Who's to blame for Stage 2's slow start?

It would have been a pleasant surprise to hear that the transition from Stage 1 to Stage 2 of the Meaningful Use program, after all of the hoopla, was going well.

Unfortunately, that's not the case at all.

Stage 2, in fact, is off to a very slow start. The Centers for Medicare & Medicaid Services reported this week that only 50 eligible professionals and four eligible hospitals have attested to Stage 2 of the Meaningful Use program in the 2014 reporting year. 

We're more than halfway through the reporting period for hospitals, a third of the way for professionals. 

Providers, vendors, Congress warned about this for months. Just because almost 95 percent of hospitals have registered for the Meaningful Use program doesn't mean that they can meet the higher bar set in Stage 2.
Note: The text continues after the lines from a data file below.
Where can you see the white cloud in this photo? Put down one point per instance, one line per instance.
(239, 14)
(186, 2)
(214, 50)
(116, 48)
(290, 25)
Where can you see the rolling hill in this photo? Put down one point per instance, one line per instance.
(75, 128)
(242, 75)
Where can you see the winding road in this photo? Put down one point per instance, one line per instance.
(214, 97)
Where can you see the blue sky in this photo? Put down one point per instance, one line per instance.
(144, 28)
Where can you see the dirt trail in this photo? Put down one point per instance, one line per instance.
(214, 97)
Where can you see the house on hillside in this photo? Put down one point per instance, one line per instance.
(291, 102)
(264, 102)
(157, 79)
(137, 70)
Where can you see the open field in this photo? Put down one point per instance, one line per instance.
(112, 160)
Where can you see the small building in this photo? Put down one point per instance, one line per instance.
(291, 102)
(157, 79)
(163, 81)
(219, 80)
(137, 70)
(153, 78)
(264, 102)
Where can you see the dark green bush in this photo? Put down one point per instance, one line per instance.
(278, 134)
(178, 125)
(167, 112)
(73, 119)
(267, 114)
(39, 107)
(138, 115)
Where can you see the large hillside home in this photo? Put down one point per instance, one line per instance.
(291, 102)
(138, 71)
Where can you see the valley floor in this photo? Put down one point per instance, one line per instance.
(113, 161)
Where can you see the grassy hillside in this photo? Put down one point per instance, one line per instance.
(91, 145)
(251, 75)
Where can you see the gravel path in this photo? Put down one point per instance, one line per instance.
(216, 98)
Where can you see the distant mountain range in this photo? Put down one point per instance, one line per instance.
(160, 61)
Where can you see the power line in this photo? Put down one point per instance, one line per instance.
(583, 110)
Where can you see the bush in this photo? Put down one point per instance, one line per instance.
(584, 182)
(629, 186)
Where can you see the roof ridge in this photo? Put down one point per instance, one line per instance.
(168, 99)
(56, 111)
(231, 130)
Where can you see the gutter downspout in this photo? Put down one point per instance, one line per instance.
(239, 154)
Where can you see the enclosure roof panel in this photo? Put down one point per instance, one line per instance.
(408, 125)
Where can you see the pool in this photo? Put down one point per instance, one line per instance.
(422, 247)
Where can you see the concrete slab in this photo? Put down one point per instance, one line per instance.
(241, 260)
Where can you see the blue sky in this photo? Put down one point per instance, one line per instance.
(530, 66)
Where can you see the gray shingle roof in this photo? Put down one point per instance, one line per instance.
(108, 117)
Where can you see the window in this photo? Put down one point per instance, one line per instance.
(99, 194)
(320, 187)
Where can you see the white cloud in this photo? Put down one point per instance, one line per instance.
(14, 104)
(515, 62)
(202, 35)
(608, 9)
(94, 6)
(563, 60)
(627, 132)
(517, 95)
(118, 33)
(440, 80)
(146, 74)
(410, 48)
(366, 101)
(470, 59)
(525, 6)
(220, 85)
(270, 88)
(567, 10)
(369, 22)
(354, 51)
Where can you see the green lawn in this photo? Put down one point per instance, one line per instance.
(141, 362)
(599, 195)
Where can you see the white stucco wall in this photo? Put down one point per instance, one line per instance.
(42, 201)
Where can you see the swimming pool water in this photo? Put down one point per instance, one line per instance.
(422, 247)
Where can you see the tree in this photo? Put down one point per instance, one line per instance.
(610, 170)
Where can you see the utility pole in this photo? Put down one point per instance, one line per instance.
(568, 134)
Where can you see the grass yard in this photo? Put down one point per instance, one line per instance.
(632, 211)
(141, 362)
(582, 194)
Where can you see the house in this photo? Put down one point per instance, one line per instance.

Officials from the Office of the National Coordinator for Health IT even alluded to the disparity between EHR adoption and Stage 2 readiness the day before CMS revealed the numbers, although they were careful not to say so expressly. In a blog post, Matthew Swain, a program analyst for ONC's Office of Economic Analysis, Evaluation and Modeling and Erica Galvez, ONC's Interoperability and Exchange Portfolio Manager, noted that "significant work remains" in heath information exchange, and that ONC anticipated that exchange of care summaries will increase as hospitals move to the 2014 edition of certification criteria (meaning that hospitals aren't there yet).  

They also admitted that only 10 percent of hospitals could provide patients with the ability to transmit information from their medical record to a third party. A deeper dive into ONC's data reveals that only about one-fourth of hospitals have the ability to enable patients to download information from their electronic health record. These are fundamental tenets of Stage 2.   

It doesn't really matter who's to blame. In part, it's the vendor community, which, even with good intentions, just couldn't meet the timeline. In part, it's the providers, who could have prepared more, adopted earlier and had a better attitude. And in large part, it's the government, which--unless Stage 2 gains momentum--has inadvertently set providers up to fail.

That's a loss not only of Meaningful Use incentives, but Medicare reimbursement revenue.

What should be done now? Sit back and hope for a surge in attestation in the latter part of the reporting period? Or does the industry need to be bailed out with another quick fix, like the delay of ICD-10?

Either way, some providers will be penalized, the decision will be politicized and controversial, and some of the big issues--like EHRs and patient safety--will be left unaddressed.